Over the last five sessions, Tata Chemicals has surged by 33 percent, yet analysts advise against opening new long positions. On March 7, in morning trading, Tata Chemicals shares soared approximately 8 percent, reaching a 52-week peak of Rs 1,271.15, marking the sixth successive session of gains. This upward trend began on March 1, subsequent to the company’s announcement that Fitch Ratings had maintained its Long Term Foreign Currency Issuer Default Rating (IDR) at BB+.

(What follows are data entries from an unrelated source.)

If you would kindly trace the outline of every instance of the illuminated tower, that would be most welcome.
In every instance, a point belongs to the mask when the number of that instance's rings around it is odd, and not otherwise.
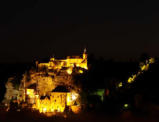
[[[87,67],[87,50],[86,50],[86,48],[84,49],[84,52],[83,52],[83,68],[88,69],[88,67]]]
[[[83,59],[87,60],[87,50],[86,50],[86,48],[84,48]]]

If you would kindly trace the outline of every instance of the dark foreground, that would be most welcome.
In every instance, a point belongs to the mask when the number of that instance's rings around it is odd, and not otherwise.
[[[130,111],[118,115],[108,115],[104,112],[85,112],[78,115],[46,117],[31,111],[0,112],[0,122],[159,122],[159,113],[135,115]]]

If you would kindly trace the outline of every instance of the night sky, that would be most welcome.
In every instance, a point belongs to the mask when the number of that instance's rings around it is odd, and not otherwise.
[[[135,59],[144,52],[159,56],[157,3],[67,2],[1,3],[0,62],[65,57],[80,54],[85,47],[106,59]]]

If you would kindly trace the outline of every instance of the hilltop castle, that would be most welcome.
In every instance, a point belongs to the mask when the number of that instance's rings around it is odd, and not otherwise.
[[[67,56],[66,59],[55,59],[54,57],[50,59],[48,63],[37,63],[38,68],[47,68],[49,70],[61,70],[62,68],[74,68],[80,67],[83,69],[88,69],[87,66],[87,53],[84,49],[83,56]]]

The ratings agency has also adjusted the outlook from “positive” to “stable”. At 9:49 am, Tata Chemicals was trading 7.6 percent higher at Rs 1,269 on the National Stock Exchange (NSE). Over the past five sessions, the stock has surged by 33 percent. Over the past year, Tata Chemicals has seen a 25 percent increase, aligning with the gains in the benchmark Nifty. Analysts noted that the rapid rise in the stock price has increased its attractiveness, attracting attention from investors.

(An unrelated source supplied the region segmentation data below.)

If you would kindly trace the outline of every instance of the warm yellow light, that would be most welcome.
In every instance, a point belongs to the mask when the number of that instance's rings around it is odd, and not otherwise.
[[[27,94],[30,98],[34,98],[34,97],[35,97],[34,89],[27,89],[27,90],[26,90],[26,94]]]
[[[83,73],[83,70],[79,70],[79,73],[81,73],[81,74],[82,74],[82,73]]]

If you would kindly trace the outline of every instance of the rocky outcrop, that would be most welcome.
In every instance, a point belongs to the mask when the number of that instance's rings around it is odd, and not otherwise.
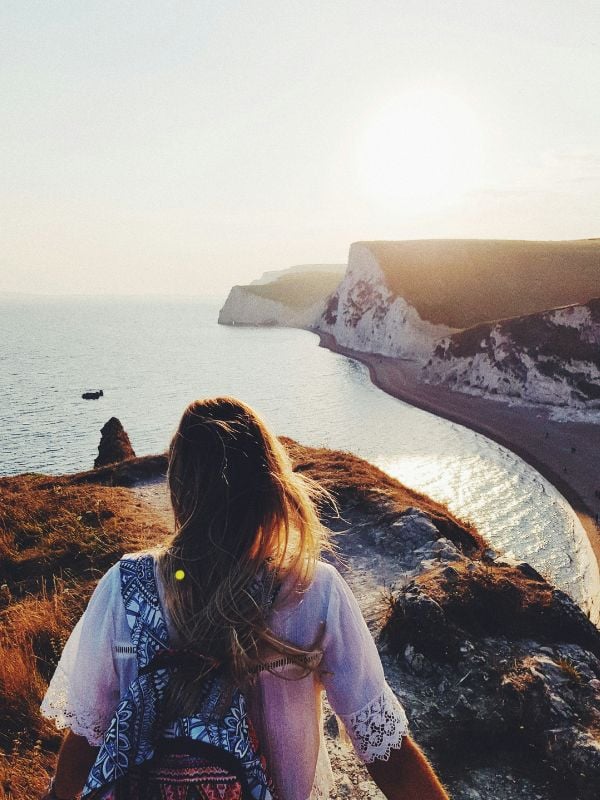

Jigar S Patel of Anand Rathi Shares & Stock Brokers emphasized the necessity of caution, pointing out significant resistance levels around Rs 1,200-1,205. This resistance is primarily identified through the presence of a previous historical high depicted in the chart analysis. Patel advised against initiating fresh long positions at this time. For those already in the market, he suggested considering profit booking and adopting a wait-and-see approach, anticipating a substantial correction in the stock’s price before considering further investment actions.

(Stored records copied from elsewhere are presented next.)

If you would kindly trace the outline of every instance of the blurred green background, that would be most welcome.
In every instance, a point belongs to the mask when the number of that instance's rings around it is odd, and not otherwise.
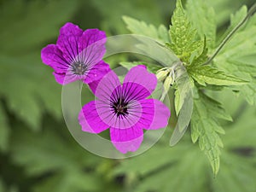
[[[218,34],[230,14],[253,2],[212,2]],[[168,127],[148,152],[116,160],[85,151],[66,127],[61,86],[40,59],[60,27],[71,21],[108,36],[128,33],[122,15],[168,26],[174,6],[172,0],[0,0],[0,192],[256,191],[256,110],[230,90],[215,96],[234,119],[223,122],[224,148],[215,178],[189,131],[170,148]]]

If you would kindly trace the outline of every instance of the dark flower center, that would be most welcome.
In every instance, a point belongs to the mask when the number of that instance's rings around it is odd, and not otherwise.
[[[76,75],[84,75],[87,72],[87,66],[83,61],[74,61],[71,67],[72,72]]]
[[[119,117],[120,115],[126,116],[128,113],[128,103],[124,102],[124,99],[119,98],[117,102],[112,104],[113,113]]]

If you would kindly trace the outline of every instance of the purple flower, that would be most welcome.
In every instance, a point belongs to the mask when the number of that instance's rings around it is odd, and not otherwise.
[[[106,39],[105,32],[98,29],[83,32],[78,26],[67,23],[60,30],[56,44],[42,49],[42,61],[55,70],[53,74],[61,84],[76,80],[90,84],[110,70],[102,61]]]
[[[143,130],[164,128],[169,108],[156,99],[146,99],[154,90],[157,79],[144,66],[131,68],[123,84],[110,71],[99,82],[97,100],[84,105],[79,115],[84,131],[100,133],[108,128],[114,147],[123,154],[136,151],[143,140]]]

For the quarter ended December 2023, Tata Chemicals disclosed a 60 percent year-on-year decline in net profit to Rs 158 crore, attributed to sluggish demand across key regions and segments. The revenue of the Tata Group chemical firm also dipped by over 10 percent to Rs 3,730 crore. Despite this, Tata Chemicals maintains its position as the world’s third-largest soda ash producer. Fitch Ratings anticipate the company’s Ebitda (earnings before interest, taxes, depreciation, and amortization) net leverage to average 2.2x over FY25-FY27, aligning with its rating and driving the “stable” outlook, notwithstanding the industry’s near-term pressures.
Fitch Ratings indicated that margins are expected to increase to 17 percent from FY26 onwards, aided by a gradual recovery in demand, supply constraints, and reduced energy costs. However, Fitch also cautioned that prolonged periods of unfavorable economic conditions and industry-wide supply surpluses could restrict margin improvement.